This enactment sought to evaluate whether two performers transformed at the same time might encourage improvisation.
The exercise was carried out in a performance space off site, which acted as a means of determining the portability of the system and also enabled a black backdrop to be tested as an alternative to the previous white projection surfaces.
The video below illustrates the two performers playfully improvising verbally whilst in opposite gender, alternative less idealised body types against a black back drop and physical dance-like improvisation.
Early observations suggest that enabling two transformed performers to appear on stage at the same time does not immediately result in improvisation. Perhaps this is unsurprising, placing two performers unfamiliar with improvisation on a stage without a script for them to work with or a scenario designed to encourage improvisation is likely to produced the same results.
Conversation about why there was a lack of immediate improvisation gave rise to a number of suggestions including the idea that the addition of a third element for the performers to work with would give the performers something to work with and encourage improvisation. The third element could take on a number of forms, the entry of a virtual character or perhaps a virtual object that the performers could pass to each other. We all felt that a game like scenario, the throwing of a virtual (or real) ball for instance would immediately encourage play and improvisation.
There are a variety of techniques and games designed to encourage improvisation, many of these can be found on the website Impro Encyclopedia.
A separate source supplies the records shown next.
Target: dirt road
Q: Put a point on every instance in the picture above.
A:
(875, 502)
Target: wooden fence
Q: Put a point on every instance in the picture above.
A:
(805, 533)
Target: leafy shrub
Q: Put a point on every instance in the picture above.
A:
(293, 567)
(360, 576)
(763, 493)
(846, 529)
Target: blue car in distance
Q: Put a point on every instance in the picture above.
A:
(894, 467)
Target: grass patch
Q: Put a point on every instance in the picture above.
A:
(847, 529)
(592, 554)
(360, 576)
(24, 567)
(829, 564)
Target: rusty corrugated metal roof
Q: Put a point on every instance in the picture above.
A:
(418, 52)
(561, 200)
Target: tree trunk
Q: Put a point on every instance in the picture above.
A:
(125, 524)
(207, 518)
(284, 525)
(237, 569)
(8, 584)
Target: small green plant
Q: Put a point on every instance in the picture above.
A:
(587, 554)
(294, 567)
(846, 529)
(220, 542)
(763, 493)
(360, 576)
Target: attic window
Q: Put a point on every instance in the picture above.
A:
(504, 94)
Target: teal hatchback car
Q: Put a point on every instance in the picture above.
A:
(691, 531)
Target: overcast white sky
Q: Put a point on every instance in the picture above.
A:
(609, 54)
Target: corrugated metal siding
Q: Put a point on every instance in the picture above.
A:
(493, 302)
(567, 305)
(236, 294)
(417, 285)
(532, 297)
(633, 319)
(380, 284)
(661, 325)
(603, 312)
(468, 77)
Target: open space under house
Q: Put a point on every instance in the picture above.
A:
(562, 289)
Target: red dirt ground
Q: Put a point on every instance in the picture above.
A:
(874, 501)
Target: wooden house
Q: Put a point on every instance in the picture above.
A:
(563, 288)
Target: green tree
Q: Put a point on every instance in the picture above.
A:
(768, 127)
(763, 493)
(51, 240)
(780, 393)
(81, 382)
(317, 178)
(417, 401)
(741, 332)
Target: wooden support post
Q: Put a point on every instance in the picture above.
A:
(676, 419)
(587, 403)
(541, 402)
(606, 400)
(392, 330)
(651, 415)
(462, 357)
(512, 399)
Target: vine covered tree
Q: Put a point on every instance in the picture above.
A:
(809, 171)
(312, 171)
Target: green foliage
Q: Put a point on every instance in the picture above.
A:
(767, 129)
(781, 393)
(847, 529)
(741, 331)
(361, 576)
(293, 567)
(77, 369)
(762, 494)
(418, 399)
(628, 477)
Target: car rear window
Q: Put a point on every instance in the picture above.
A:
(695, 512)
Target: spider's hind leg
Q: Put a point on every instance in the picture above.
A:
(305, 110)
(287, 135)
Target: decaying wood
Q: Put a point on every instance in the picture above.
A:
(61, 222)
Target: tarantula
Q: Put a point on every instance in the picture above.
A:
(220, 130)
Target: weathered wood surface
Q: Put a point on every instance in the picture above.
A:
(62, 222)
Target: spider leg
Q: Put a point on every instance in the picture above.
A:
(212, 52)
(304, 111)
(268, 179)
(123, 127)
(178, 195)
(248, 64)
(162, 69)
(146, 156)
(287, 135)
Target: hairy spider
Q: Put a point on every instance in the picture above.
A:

These techniques could be used as a basis for creating improvisational interactive scenarios using the iMorphia platform and adapted to exploit the power of virtual scenography and the interactive gaming potential inherent in the Unity Games Engine.
In order to explore the potential of interactive improvisational scenarios and game like performances it is envisaged that the next stage of the research will investigate the addition of interactive objects able to respond to the virtual projected iMorphia characters.